Regular asymptotic analysis looks at the performance of an individual operation asymptotically, as a function of the size of the problem. The O() notation is what indicates an asymptotic analysis.

Amortized analysis (which is also an asymptotic analysis) looks at the total performance of multiple operations on a shared datastructure.

The difference is, amortized analysis typically proves that the total computation required for M operations has a better performance guarantee than M times the worst case for the individual operation.
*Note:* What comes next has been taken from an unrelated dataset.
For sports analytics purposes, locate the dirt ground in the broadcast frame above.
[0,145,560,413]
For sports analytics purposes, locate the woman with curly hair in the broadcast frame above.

For example, an individual operation on a splay tree of size N can take up to O(N) time. However, a sequence of M operations on a tree of size N is bounded by O( M(1+log N) + N log N ) time, which is roughly O(log N) per operation. However, note that an amortized analysis is much stricter than an "average-case" analysis: it proves that any possible sequence of operations will satisfy its asymptotic worst case.



回答7:

Amortised analysis deals with the total cost over a number of runs of the routine, and the benefits that can be gained therein. For example searching an unsorted array of n items for a single match may take up to n comparisons and hence is o(n) complexity. However, if we know the same array is going to be searched for m items, repeating the total task would then have complexity O(m*n). However, if we sort the array in advance, the cost is O(n log(n)), and successive searches take only O(log(n)) for a sorted array. Thus the total amortised cost for m elements taking this approach is O(n*log(n) + m*log(n)). If m >= n, this equates to O(n log(n)) by pre-sorting compared to O(n^2) for not sorting. Thus the amortised cost is cheaper.

Put simply, by spending a bit extra early on, we can save a lot later.